DoD is confident that the identification and classification process for both critical and serious employment categories in Army remains robust.
The area that requires more attention, according to Defence, is the co-ordination of action plans to ensure long-term workforce risks can be addressed, which often requires the support of a number of Defence and external agencies including structures, recruiting, training, employment management, career management and remuneration.
In order to address the audit report’s recommendation, Army has allocated additional staff to the Directorate of Workforce Management, a directorate responsible for establishing and managing Army’s training, remuneration and workforce requirement to deliver capability.

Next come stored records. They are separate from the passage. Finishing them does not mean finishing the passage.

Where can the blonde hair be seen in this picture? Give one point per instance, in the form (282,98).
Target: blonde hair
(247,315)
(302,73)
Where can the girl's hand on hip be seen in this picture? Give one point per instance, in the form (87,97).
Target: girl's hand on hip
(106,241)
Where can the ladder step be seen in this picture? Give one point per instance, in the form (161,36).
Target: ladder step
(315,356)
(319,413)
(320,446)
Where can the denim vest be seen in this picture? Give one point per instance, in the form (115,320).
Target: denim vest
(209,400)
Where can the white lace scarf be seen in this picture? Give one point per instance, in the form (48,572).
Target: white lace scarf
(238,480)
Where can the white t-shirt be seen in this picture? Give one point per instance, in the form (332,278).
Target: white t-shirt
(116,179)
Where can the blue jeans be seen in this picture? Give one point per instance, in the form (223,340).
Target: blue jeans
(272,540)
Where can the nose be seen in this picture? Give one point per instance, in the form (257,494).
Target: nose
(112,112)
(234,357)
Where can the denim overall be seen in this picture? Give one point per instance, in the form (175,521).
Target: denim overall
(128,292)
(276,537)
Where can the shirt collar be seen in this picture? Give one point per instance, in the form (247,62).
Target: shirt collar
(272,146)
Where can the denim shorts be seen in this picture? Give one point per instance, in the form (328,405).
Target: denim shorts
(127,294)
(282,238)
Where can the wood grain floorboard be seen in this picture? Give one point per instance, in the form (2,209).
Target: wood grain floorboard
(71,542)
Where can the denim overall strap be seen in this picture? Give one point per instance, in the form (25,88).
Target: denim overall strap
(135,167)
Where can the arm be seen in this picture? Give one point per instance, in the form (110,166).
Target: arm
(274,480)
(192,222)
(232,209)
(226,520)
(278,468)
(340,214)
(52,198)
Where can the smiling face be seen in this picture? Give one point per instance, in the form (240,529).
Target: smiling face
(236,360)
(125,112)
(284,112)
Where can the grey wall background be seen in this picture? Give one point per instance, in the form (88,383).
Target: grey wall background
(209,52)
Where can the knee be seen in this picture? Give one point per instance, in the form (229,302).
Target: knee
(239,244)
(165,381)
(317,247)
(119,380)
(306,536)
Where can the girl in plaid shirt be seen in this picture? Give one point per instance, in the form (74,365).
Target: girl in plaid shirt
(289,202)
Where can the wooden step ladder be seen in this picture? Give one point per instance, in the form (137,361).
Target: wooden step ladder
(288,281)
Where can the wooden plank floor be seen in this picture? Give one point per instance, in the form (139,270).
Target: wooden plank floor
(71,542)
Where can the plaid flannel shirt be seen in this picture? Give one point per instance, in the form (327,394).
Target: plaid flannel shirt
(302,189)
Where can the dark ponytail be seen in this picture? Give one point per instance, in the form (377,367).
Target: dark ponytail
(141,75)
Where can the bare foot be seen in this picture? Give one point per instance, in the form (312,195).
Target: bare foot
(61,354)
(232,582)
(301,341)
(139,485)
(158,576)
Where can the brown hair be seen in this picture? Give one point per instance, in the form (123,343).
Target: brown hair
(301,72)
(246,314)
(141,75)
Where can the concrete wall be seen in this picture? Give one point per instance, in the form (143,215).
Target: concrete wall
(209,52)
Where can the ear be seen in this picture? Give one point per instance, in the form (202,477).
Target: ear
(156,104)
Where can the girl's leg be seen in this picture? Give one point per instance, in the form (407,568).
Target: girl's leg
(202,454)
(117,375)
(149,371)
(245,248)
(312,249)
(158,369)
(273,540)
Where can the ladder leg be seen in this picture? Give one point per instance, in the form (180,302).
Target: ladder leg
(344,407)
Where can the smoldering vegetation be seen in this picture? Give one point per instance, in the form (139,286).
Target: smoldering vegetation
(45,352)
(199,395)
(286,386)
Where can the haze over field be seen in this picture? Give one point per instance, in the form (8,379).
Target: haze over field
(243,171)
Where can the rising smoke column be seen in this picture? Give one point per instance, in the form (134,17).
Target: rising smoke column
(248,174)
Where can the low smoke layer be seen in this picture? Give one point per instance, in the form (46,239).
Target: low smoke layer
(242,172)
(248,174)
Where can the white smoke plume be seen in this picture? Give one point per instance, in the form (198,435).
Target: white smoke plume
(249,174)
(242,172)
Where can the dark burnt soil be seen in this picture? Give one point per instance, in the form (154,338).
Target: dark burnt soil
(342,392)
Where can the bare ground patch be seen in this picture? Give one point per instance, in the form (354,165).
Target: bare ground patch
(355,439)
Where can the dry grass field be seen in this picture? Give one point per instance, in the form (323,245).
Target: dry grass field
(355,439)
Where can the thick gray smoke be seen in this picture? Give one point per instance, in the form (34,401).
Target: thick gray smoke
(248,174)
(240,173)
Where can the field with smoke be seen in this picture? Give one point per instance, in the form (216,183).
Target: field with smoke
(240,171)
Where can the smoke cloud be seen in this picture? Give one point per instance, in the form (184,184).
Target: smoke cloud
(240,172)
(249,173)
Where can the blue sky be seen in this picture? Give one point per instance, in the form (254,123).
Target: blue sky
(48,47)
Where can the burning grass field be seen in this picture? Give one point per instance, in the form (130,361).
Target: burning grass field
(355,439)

The ANAO said the audit method used included discussions with staff involved in establishing Army’s personnel requirements, managing Army personnel and analysing personnel data; review of Defence documentation; and visits to units and headquarters affected by shortages of specialist personnel.
The ANAO also reviewed four employment categories to assess the effectiveness of Army’s workforce management. The categories were not identified in this particular audit report, to avoid the release of detailed information about Army’s capability.
The report was at a cost to ANAO of $310,000 and was led by team members Dr Patrick O’Neill, Jed Andrews and Michelle Page.